I don't know if that was your issue, but it's a possibility.

darkod
August 16th, 2012, 07:10 PM
It doesn't "pull grub from / to the MBR".

The second command installs grub2 to the destination /dev/sda (the MBR), passing in between the argument --root-directory which specifies where is your root partition. But since you can't pass /dev/sda5 as argument you first need to mount it at any temporary mount point like /mnt. The first command did that for you.
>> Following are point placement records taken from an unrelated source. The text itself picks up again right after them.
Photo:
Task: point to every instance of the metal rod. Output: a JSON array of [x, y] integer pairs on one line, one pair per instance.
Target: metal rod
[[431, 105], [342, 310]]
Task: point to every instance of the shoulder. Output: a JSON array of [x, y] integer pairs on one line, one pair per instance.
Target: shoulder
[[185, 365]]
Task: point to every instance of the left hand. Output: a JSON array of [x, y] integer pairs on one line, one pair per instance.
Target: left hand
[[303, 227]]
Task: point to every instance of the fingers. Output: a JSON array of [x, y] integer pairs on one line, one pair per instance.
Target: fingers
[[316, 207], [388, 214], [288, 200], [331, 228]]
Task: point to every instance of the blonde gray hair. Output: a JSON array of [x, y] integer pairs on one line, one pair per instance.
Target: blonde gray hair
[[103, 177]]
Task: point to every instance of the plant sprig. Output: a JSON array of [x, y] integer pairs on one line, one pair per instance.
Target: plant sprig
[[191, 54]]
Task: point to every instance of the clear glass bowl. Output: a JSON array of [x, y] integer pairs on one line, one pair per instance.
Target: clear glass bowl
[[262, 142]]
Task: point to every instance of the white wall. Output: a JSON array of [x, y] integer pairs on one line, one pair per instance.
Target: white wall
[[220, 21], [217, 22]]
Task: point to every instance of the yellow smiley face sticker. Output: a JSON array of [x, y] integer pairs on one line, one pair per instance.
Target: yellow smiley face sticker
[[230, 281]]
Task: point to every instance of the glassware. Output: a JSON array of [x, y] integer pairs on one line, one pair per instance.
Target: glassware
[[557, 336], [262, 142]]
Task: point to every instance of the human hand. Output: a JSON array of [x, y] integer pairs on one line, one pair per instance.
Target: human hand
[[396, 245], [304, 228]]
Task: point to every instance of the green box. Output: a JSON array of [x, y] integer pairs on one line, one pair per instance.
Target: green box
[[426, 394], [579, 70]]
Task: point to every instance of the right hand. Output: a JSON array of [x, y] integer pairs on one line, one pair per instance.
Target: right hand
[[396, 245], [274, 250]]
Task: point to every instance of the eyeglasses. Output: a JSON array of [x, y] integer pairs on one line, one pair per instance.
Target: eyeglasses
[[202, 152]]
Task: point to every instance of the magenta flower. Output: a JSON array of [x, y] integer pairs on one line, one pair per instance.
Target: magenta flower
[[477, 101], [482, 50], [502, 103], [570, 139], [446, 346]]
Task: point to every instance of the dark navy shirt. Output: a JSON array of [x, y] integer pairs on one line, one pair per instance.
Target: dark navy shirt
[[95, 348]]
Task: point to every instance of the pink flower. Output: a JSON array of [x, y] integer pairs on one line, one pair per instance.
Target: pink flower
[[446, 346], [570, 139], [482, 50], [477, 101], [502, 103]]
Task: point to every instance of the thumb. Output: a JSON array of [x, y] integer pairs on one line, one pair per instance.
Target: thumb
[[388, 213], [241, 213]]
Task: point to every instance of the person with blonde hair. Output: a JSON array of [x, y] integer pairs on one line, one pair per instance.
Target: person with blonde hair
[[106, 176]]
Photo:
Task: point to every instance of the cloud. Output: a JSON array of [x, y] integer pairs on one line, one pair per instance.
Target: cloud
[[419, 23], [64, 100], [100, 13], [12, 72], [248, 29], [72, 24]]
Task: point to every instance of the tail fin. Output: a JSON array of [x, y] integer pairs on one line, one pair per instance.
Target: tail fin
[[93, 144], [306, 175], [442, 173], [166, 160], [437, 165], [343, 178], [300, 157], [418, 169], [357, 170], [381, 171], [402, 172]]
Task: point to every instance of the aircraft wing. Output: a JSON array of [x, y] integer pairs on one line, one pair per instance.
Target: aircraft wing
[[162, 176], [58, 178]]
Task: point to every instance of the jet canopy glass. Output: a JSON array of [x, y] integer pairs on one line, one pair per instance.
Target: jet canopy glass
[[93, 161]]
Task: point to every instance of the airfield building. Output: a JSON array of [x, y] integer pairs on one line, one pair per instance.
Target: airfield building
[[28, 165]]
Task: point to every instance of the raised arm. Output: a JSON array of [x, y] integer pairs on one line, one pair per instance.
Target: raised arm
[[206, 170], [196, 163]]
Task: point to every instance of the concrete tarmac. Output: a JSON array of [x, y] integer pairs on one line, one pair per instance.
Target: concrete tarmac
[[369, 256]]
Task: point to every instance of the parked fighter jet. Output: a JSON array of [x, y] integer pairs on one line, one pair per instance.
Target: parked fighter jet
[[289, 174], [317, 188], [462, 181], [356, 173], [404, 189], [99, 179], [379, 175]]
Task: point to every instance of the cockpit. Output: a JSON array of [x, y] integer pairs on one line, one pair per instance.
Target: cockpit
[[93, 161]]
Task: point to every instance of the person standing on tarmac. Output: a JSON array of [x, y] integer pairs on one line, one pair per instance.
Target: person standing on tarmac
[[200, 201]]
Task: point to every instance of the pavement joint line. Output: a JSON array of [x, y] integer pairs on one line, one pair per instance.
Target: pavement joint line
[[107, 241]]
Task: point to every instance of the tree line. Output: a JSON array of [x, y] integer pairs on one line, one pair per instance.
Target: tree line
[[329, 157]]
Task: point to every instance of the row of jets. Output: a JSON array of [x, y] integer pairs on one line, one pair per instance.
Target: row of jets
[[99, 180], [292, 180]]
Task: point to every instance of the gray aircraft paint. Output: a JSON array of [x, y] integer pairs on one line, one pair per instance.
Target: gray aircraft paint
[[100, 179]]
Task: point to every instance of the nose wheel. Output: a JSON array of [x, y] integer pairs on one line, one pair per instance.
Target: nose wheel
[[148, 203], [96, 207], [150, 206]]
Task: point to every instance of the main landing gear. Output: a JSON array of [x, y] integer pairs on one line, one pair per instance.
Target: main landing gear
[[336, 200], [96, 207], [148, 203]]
Not sure what didn't work before, but you can always install grub2 to the MBR with those commands. Unless the 137GB limitation hits you (which depends on your BIOS too) like drs305 mentioned, it should always work.

sippyCUP
August 16th, 2012, 07:57 PM
Ya this is a brand new box, SATA disks, 48-bit LBA support. Was thinking about locking the GRUB version just so nothing is auto-broken on updates, thoughts?

darkod
August 16th, 2012, 08:16 PM
Ya this is a brand new box, SATA disks, 48-bit LBA support. Was thinking about locking the GRUB version just so nothing is auto-broken on updates, thoughts?

I do all the automatic updates and it has never broken grub. Don't think it's needed if the BIOS doesn't suffer from the 137GB issue.